缶バッジを配布・販売している学生たちの様子(写真提供:専門学校デジタルアーツ東京)
一見、何の缶バッジか分からないデザイン。しかし、分からないからこそ、それが会話のキッカケになり、結果的に学校の宣伝になる。(写真提供:専門学校デジタルアーツ東京)
こうして缶バッジをキッカケに集まった学生たちを2年間でプロのクリエイターに育成し、業界と繋げるのが専門学校デジタルアーツ東京の役目。
専門学校デジタルアーツ東京は、アニメ学科、声優学科、イラスト学科、コミックイラスト学科、ゲーム学科、ITソリューション学科、ノベルス・シナリオ学科、そしてフィギュア原型学科と、業界直結の8学科を擁する総合学園としての特徴を活かし、他学科との共同製作「学内コラボ」というちょっと変わった取り組みを行なっています。
「うちは実際の制作会社と同じことを学生にやらせるんです。

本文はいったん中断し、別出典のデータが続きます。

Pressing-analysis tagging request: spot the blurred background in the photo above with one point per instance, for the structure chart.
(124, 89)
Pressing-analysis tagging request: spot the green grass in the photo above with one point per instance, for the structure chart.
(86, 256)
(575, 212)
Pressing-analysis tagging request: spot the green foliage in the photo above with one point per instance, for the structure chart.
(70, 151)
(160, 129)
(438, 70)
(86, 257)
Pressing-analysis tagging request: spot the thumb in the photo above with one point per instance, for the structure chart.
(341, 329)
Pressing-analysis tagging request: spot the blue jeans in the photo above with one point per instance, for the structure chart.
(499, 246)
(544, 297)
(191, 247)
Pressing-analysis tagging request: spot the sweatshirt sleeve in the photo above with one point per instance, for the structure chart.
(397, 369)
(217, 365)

例えば、ノベルス・シナリオ学科の学生が物語を書き、声優学科の学生が台本に声を当て、録音した音源のCDジャケットのデザインをイラスト学科の学生がデザイン、そして登場キャラクターのフィギュアをフィギュア原型学科の学生が作る、といった具合にです。これは総合学園としての強みですね」
クリエイターになりたい人と、クリエイターを求める企業が今後も増え続ける。学校の役割は彼らを繋げるコト。
学科を超えて他学科の学生たちが共同製作したアニメがエントランスに展示されていた
こうした実際の製作現場と同じ作業フローを在学中から経験する学生たちのレベルは非常に高く、そこに目をつけた企業や自治体が、学校を通して学生たちに仕事を依頼する機会が多いと三井田さんは話します。
「去年は目白警察から缶バッジを作って欲しいという依頼がありました。池袋周辺には外国人の方が大勢住んでいらっしゃるので、災害などの緊急時に外国語が話せる通訳スタッフが必要になるんですね」
「そこで、留学生に学生ボランティアの協力をお願いし、その際に一目でその人が『通訳』だと分かる缶バッジが欲しいとの依頼でした。その缶バッジのデザインを本校の学生が担当させて頂いたというわけなんです」
学業の合間に、同時並行で仕事も引き受けて短期間でスキルアップする学生たち
こうした仕事の依頼は学生だけでなく、すでに卒業したOBの元にも学校を通じて相談があるのだそうで、その意味では、教育、仕事そしてクリエイターが集まる専門学校デジタルアーツ東京は、クリエイティブ産業のハブのような存在だと言えます。
このことに関して三井田さんは次のように話していました。
「これまでは考えられなかった分野にクリエイターたちが求められるようになってきました。こうした動きは今後ますます加速し、『マンガにはこんな使い方があったのか!』というようなケースが増えてくると思います」
「『まさかこれがウケるなんて』ということが世の中にはまだまだあります。我々の役目は、学生に絵の描き方を教えるだけでなく、伸び代がある分野を見つけ出し、学生や企業様に提案していくこと。そして、クリエイターと企業様を結ぶ、そんな学校を目指しています」
クリエイティブ産業のハブ的な存在として、クリエイターを育て、彼らを必要とする企業に繋いでいく、専門学校デジタルアーツ東京。
従来の学校の枠組みを超えた新しい学校運営の中に、缶バッジの存在を垣間見ることができました。